Bellissima fu la mattina di questa memorabil giornata; tutte le persone invitate alla cerimonia a mano a mano arrivarono, e comunque vasto fosse il castello, bastava appena per contenerle. Non solamente i congiunti di ser Guglielmo Asthon, e tutta la numerosa gente dei Douglas, e gli amici e i parenti di Bucklaw, ma non fuvvi quasi famiglia distinta di presbiteriani che dimorasse in uno spazio di cinquanta miglia all'intorno, la quale non volesse partecipare dell'onor di convenire a tai nozze; perchè tutte le ridette persone riguardavano sì fatta festa come un trionfo della propria fazione sopra il lor nemico politico, il marchese di Athol, su cui ricadea in certo modo l'umiliazione che il suo giovine parente Ravenswood sofferiva.

Terminata una splendida colezione, che fu imbandita ai convitati, ciascuno pensò a montare a cavallo per trasferirsi tantosto alla chiesa. La futura sposa venne condotta nella grande sala dalla madre e dal suo fratello Enrico. Benchè una tetra malinconia avesse in lei preso il luogo della non naturale giocondità del dì innanzi, sapendo ognuno, che in una sì solenne occasione un contegno grave e serio non è cosa straordinaria in una fanciulla, non vi fu chi a ciò ponesse mente di sorte alcuna. Aggiungasi, che i suoi occhi pareano scintillanti, le sue guance animate di vivi colori, oltre quanto erasi da lungo tempo osservato. La sua naturale avvenenza, l'eleganza del vestire, lo splendor delle gemme di cui andava coperta, fecero che al suo comparire si udisse all'intorno di lei un rumor lusinghiero di lodi, cui non poterono astenersi dal far coro le persone medesime del suo sesso.

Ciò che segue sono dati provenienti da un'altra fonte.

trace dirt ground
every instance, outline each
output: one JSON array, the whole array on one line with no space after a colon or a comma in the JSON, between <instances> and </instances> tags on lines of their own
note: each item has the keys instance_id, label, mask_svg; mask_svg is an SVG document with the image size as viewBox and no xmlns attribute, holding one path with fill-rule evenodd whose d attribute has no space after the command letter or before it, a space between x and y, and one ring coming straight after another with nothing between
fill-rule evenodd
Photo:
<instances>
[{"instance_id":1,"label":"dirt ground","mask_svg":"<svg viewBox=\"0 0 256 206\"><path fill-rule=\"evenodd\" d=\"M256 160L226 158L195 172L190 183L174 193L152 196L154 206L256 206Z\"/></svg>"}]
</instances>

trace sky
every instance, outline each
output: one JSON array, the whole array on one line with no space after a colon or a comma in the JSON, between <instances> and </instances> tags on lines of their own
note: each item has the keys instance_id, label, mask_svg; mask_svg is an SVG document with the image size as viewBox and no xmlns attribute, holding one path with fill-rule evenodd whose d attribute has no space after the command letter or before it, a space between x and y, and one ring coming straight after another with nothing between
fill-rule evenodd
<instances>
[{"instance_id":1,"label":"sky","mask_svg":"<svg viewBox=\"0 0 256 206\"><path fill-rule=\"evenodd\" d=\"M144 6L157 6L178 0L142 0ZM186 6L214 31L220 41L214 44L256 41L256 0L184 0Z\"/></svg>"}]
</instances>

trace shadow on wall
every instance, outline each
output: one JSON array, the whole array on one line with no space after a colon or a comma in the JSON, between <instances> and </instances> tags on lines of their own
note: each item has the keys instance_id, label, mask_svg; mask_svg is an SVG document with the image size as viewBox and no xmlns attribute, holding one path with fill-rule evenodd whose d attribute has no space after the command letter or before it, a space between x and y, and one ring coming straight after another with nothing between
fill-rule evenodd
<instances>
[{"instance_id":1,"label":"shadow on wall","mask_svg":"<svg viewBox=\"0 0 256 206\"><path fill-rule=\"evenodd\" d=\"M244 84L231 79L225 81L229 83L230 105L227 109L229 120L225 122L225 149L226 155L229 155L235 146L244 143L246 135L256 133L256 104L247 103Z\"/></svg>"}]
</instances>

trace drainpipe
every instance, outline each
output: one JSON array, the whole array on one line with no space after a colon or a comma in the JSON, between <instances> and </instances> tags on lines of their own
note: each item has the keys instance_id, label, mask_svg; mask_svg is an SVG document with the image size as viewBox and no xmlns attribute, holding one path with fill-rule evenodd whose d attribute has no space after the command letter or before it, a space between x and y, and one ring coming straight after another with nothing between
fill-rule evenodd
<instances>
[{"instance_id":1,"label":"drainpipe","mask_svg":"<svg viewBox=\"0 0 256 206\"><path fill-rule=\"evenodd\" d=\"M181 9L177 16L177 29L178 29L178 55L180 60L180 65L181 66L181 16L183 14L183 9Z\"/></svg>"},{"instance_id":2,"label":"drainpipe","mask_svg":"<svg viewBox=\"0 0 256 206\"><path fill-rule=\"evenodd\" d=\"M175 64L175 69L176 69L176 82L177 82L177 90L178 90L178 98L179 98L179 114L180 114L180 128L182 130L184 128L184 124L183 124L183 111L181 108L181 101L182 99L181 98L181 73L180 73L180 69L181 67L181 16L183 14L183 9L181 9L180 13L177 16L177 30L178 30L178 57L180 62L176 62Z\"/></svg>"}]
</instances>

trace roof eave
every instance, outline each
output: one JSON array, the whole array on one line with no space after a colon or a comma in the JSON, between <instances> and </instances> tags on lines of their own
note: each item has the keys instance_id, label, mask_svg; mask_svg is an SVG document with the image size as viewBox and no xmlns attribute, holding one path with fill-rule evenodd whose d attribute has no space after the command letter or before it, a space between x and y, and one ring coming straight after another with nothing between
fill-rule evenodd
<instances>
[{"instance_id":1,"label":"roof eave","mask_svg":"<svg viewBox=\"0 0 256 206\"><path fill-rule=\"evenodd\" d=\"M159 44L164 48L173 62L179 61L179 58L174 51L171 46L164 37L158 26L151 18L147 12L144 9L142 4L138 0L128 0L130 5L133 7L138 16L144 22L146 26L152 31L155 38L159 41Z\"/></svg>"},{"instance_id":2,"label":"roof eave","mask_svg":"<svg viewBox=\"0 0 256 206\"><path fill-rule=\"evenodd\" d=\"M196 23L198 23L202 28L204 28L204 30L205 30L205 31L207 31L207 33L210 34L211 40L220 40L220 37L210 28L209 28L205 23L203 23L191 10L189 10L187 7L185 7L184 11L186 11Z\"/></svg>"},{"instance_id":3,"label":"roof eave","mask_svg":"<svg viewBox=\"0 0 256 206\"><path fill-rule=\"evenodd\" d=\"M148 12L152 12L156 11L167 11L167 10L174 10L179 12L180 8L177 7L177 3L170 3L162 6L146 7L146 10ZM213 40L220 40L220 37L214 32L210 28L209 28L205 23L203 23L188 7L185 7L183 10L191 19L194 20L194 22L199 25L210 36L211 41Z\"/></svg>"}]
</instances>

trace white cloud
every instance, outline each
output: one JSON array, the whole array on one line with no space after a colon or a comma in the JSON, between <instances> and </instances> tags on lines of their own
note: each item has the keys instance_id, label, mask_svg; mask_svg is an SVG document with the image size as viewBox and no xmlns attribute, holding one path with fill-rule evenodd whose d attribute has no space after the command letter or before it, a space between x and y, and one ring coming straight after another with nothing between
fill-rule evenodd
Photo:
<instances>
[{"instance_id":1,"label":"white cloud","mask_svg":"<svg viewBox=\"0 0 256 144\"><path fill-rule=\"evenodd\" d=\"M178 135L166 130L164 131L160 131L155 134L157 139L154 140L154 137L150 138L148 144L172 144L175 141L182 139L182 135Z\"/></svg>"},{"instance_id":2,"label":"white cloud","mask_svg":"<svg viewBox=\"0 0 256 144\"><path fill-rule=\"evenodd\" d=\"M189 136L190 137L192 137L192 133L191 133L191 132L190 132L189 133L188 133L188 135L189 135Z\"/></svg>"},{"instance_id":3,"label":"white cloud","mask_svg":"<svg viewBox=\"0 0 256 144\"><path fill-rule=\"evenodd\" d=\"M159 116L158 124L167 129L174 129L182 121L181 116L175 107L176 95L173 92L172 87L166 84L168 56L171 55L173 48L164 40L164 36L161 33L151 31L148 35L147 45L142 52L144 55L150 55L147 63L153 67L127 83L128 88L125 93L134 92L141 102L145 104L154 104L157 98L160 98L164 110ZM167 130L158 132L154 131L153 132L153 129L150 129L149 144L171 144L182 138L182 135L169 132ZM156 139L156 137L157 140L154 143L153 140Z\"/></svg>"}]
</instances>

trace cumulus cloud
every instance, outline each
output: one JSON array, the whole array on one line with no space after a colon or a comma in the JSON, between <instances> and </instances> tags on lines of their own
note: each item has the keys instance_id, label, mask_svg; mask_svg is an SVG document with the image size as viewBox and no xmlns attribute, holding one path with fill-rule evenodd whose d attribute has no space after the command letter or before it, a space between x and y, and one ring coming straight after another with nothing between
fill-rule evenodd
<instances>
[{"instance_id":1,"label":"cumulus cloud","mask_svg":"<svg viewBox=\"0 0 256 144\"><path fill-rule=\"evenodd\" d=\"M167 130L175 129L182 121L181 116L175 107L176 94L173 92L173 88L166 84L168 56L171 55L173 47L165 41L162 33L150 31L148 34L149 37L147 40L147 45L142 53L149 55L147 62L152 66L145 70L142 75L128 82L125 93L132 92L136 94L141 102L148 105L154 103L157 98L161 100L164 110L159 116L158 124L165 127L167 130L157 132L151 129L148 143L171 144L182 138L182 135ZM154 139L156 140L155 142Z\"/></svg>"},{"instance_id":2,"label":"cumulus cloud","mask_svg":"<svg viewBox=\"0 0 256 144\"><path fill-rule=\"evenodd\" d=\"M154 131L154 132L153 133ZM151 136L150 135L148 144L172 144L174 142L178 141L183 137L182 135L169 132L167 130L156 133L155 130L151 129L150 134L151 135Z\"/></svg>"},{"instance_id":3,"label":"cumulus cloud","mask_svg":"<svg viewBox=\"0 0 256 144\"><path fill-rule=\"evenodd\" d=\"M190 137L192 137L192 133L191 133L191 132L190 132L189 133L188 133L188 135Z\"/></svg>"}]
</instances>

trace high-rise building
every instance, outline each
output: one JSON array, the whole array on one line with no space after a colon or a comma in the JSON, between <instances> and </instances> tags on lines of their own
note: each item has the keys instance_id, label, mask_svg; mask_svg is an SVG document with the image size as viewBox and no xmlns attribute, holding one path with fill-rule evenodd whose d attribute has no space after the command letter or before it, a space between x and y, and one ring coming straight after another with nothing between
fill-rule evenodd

Intantochè la giuliva brigata montava a cavallo, ser Guglielmo chiese ad Enrico, per qual motivo avesse cinta una spada che apparteneva al suo fratello militare, e che era sproporzionata per lui. „ Io vi avea pure, continuò, fatto comperare a bella posta per questa solennità un piccolo coltello da caccia a Edimburgo. „

„ Non so che ne sia divenuto, rispose Enrico; ogni mia cura per trovarlo è stata inutile. „

„ Capisco; l'avete nascosto voi medesimo per trarne pretesto ad armarvi di una spada che sarebbe stata buona per ser Guglielmo Wallace[6]. Ma non importa; abbiate cura di vostra sorella, e montate a cavallo. „

Gli obbedì Enrico, e si pose a fianco di Lucia nel centro della festosa cavalcata. Troppo gli davano da pensare in quel punto e la sua grande spada, e il suo abito ricamato, e il suo piumato cappello, e il bel palafreno che cavalcava per la prima volta, perchè potesse badare ad altra cosa; ma si ricordò in appresso, nè il dimenticò più mai, che nel prendere la mano della sorella per aiutarla a mettersi a cavallo, la sentì fredda ed umida, siccome il marmo d'un sepolcro.

Dopo avere ascese colline e attraversate valli, la processione arrivò finalmente alla chiesa parrocchiale, che ben tosto empierono non solamente i convitati in numero più di cento e i loro servi, ma i molti curiosi che la fama di questa festa avea chiamati. Le nozze vennero celebrate giusta i riti della Chiesa presbiteriana, di cui Bucklaw avea creduto bene, nè era gran tempo, di abbracciare i dogmi.

Alla porta della chiesa fu fatta una liberale distribuzione di vettovaglie ai poveri delle vicine parrocchie; il quale incarico era stato commesso a John Mortsheugh[7], recentemente promosso al rilevante grado di sagrestano della chiesa parrocchiale di Ravenswood, impiego che cambiò senza dolersene coll'altro di custode del cimiterio dell'Eremitaggio.

Sopra una lapide sepolcrale sedeasi la vecchia Ersilia Gourlay, e due commari di costei, quelle stesse che aveano prestata l'opera loro a seppellire la cieca Alisa. Stavano queste femmine esaminando la parte toccata loro nell'accennata distribuzione, e a confrontarla da invidiose colle parti degli altri.